Motorcycle Maintenance Log, Part I

About a week after buying my Goldwing I noticed a huge gap between the instrument panel and the fairing it mounts to. I took it back to the dealership to have the panel seated correctly, and to have the windshield adjusted (it wouldn’t stay in the raised position).

When I picked up the bike I immediately noticed that a trim panel inside the fairing vent was missing, so I asked them to put it back on. When I got it back the next time the trim panel was there but didn’t look right. And the windshield still wouldn’t stay up.

Because of some other sloppy work they’d done (losing all the rubber grommets from my side panels, replacing the heated grips three times before they got it right, disconnecting the cruise control, etc), I decided to fix the windshield and trim panel myself. Three years later I finally got around to it, thanks to a friend and fellow Goldwinger who’s been teaching me how to do my own maintenance.

When we pulled the fairing off we discovered some disturbing things. The dealer’s mechanics had incorrectly installed the windshield clamping bar, lost the rubber grommets that go in the bolt holes where the fairing attaches, lost the rubber grip pads on the windshield clamping bar and replaced them with glued-on strips of inner tube, and broken off one of the male prongs that hold the fairing on. And that trim panel that didn’t look right? They’d replaced it with a dirty old piece of scrap plastic, crudely cut with scissors to resemble the stock part.

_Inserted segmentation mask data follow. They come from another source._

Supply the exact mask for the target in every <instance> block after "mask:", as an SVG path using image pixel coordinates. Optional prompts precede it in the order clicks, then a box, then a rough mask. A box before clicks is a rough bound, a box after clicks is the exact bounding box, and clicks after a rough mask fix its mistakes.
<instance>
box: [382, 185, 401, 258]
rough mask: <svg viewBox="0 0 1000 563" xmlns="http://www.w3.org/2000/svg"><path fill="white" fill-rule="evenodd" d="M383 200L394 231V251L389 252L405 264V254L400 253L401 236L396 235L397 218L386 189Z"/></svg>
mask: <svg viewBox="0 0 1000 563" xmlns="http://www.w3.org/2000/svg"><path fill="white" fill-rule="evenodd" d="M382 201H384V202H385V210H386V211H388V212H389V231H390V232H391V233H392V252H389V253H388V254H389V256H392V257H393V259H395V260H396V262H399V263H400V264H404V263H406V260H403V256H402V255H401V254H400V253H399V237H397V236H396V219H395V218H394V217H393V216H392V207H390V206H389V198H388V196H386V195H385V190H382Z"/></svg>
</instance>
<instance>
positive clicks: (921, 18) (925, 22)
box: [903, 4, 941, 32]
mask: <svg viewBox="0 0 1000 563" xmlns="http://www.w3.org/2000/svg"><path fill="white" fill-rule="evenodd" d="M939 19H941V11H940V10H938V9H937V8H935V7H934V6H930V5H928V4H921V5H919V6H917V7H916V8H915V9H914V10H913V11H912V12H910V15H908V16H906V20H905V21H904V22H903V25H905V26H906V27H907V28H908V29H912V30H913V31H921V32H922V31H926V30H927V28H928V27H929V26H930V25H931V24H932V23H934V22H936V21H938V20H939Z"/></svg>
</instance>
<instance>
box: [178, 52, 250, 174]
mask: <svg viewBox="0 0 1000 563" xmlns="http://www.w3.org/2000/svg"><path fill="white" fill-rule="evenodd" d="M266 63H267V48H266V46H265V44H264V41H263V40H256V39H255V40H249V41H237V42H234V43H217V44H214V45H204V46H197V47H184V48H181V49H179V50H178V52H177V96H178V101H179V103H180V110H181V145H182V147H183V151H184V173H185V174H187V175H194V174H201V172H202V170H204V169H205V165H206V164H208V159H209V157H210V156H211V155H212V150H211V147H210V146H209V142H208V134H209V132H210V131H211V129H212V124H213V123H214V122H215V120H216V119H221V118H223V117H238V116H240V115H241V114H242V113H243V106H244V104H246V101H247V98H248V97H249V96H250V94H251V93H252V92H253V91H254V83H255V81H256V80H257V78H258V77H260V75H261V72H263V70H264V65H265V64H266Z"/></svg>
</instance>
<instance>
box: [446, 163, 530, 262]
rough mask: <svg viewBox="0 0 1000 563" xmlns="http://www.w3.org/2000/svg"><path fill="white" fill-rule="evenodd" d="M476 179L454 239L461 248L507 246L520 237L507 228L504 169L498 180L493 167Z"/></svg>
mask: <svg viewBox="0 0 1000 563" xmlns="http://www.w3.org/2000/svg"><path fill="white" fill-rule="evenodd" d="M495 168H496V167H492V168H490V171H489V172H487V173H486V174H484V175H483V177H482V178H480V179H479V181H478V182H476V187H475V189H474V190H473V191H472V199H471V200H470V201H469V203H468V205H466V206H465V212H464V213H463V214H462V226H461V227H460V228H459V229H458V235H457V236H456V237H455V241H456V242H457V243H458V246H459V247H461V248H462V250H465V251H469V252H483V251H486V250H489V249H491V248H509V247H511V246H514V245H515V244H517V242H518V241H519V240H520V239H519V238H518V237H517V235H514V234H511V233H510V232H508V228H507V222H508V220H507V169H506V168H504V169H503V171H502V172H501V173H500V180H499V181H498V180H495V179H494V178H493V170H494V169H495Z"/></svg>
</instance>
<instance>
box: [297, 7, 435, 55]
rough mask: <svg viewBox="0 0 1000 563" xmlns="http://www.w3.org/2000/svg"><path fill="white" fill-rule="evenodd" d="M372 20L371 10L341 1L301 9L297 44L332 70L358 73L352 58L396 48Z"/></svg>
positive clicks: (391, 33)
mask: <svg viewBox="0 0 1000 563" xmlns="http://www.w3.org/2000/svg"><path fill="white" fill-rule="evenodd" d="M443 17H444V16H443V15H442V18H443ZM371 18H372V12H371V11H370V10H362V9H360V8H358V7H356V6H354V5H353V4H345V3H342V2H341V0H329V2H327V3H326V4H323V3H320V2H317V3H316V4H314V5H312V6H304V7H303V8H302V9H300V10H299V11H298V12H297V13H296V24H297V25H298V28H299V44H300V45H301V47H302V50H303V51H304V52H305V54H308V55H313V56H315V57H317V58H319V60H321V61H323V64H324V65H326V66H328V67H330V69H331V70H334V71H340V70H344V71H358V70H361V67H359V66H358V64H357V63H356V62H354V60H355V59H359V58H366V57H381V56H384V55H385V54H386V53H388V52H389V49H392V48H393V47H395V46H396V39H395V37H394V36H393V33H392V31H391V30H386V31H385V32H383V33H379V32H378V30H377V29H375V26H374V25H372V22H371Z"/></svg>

Of course, all this was meant to be the dealership’s little secret – clearly, they assumed I’d never discover their imbecile butchery. The dealership?  Well, since you ask, it was Tucson Motorsports. Needless to say, I immediately checked the axle nuts and every other critical part on the bike. They will never touch my motorcycle again.

But I’m not slamming one particular dealership . . . well, yes I am, but I’m gun-shy on all dealers now, and so should you be. I don’t know about other locales, but in Tucson, Arizona, starting motorcycle mechanics make less than $7.00 an hour, actually closer to $6.00. And these are the kids who work on your bikes. You tell me: what incentive do they have to do a decent job?

If you have any mechanical capabilities whatsover, I strongly recommend doing as much of your own maintenance as possible. That’s what I’ll be doing from now on.